Saturday, May 16, 2009

Ten of the best / Femme fatales



Ten of the best 

Femme fatales

John Mullan
Saturday 16 may 2009


Circe
One of the earliest femmes fatales in western literature is also one of the few to be tamed. Having turned Odysseus's men into pigs, the lovely sorceress beckons the hero into her bed in Homer's Odyssey. However, he has been armed by Hermes with the protective herb Moly and told how to guard his manhood from her wiles.
Acrasia
The most alluring of the various deadly females in Spenser's The Faerie Queene. "Upon a bed of Roses she was layd, / ... / And was arayd, or rather disarayd, / All in a vele of silke and silver thin". The virtuous Sir Guyon resists her.
La Belle Dame Sans Merci
Somehow knights are especially susceptible to the spellbinding charms of a deadly woman. Long after she has abandoned him "on the cold hill's side", Keats's "palely loitering" hero is still in thrall to the beautiful, pitiless "faery's child". A few hours – or is it minutes? – in her "elfin grot", and he is lost forever.
Geraldine
In Coleridge's unfinished narrative poem "Christabel", the heroine meets the lovely Geraldine in the woods. "Her stately neck, and arms were bare; / Her blue-veined feet unsandaled were; / And wildly glittered here and there / The gems entangled in her hair." Look in Geraldine's "serpent's eye" and you will see what she is up to ...



Carmilla
Sheridan Le Fanu's tale of a female vampire predates Dracula and established the character of the supernaturally beautiful young woman who is after your blood – literally. Living in a castle with her father, lonely Laura is befriended by the moody, mysterious Carmilla, who seems to sleep most of the day.
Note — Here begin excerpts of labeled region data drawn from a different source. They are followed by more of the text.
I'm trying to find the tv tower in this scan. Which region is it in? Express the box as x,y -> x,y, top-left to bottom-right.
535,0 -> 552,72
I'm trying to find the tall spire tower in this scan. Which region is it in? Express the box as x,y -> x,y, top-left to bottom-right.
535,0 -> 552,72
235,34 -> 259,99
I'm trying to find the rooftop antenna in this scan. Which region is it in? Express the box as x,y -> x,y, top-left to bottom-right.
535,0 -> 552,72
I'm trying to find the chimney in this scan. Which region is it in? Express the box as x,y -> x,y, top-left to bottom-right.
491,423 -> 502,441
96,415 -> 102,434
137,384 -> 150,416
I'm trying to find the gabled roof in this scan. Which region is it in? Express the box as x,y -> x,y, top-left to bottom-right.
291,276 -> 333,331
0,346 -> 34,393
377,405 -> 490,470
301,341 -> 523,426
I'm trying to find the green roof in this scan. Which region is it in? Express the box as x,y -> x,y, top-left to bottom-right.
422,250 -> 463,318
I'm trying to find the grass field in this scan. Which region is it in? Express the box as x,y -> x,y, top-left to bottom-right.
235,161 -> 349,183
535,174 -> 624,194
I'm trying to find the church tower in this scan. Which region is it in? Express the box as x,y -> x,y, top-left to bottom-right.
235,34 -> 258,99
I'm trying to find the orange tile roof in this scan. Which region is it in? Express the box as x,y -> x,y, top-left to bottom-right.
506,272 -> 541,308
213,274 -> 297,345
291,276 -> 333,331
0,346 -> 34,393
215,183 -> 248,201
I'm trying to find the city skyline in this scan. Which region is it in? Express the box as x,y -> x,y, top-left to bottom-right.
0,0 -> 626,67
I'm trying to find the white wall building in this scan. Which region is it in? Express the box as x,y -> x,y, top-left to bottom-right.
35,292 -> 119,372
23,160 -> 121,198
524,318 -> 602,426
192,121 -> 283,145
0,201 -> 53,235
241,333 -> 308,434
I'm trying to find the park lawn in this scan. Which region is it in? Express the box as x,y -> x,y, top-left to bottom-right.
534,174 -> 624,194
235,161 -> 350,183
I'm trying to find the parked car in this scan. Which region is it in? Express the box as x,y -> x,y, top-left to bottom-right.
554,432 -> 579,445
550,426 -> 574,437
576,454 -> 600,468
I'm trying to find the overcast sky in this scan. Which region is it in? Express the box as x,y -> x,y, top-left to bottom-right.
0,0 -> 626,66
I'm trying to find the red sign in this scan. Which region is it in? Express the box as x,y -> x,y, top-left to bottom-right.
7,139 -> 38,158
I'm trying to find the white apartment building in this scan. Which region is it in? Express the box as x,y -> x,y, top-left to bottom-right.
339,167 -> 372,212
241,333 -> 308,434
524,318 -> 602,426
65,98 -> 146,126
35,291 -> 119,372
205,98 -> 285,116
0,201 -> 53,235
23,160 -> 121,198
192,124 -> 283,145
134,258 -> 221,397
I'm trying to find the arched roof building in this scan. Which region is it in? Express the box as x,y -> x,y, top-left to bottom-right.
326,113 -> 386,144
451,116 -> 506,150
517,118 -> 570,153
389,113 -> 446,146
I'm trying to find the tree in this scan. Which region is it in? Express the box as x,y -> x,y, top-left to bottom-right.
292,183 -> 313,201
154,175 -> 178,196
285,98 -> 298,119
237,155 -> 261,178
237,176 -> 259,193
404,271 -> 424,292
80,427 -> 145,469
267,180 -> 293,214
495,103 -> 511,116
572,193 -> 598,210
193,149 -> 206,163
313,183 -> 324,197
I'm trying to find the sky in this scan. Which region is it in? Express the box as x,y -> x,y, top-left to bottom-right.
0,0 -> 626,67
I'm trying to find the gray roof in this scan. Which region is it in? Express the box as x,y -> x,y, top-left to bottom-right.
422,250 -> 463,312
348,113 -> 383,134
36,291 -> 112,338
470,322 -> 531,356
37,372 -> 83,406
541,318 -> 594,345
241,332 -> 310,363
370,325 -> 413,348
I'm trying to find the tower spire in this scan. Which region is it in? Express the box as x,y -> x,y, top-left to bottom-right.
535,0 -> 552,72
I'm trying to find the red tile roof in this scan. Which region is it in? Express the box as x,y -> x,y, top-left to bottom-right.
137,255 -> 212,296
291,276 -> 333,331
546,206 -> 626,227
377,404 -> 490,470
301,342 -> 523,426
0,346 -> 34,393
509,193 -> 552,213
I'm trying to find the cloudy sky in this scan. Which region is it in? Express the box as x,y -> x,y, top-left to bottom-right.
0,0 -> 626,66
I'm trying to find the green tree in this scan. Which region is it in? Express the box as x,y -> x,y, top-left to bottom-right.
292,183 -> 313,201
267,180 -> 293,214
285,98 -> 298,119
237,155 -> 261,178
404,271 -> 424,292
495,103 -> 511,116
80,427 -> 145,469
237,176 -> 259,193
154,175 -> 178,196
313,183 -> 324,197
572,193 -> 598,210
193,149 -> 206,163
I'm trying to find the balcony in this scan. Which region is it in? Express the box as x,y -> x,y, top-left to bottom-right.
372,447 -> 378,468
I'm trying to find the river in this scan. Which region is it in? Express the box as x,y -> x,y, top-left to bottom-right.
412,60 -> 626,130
Bad dreams and bite marks follow. Will Laura discover her lovely companion's true identity in time?

Lady Audley
Victorian novelists liked to make you feel sorry for their femmes fatales. Mary Elizabeth Braddon's bestselling sensation novel Lady Audley's Secret featured a beautiful anti-heroine who manages to entrap a doting aristocrat. She has (of course) a past, and when a previous husband turns up to reclaim her she shoves him down a well. Madness and doom await her.


Salome
Taken from the gospels of Matthew and Mark, Herod's seductive step-daughter is famous from Oscar Wilde's play (in turn made into an opera by Richard Strauss). Wilde's Salome fancies John the Baptist and confronts him with her unambiguous desires. After she has demanded the prophet's decapitation, she amorously kisses the head that is brought to her on a silver platter.


Nana
First appearing on the Paris stage in the part of Venus, the eponymous protagonist of Zola's novel becomes a courtesan who bewitches men and drives them to folly or disaster. One of them kills himself (with a pair of scissors) when she rejects him. She leaves a trail of male egos and corpses in her wake, on her way to a very nasty end indeed.
Lulu
At the end of the 19th century audiences were deliciously shocked by the sexy heroine/villainess of an infamous pair of plays by Frank Wedekind, Earth Spirit and Pandora's Box. Lulu sexually intoxicates her lovers, before destroying or abandoning them. She ends up confronting Jack the Ripper.


Brigid O'Shaughnessy
In Dashiell Hammett's The Maltese Falcon, Brigid has hired private eye Sam Spade to protect her. Spade sleeps with Brigid even though he knows that she killed his former partner, Miles Archer. In the end, he turns her in.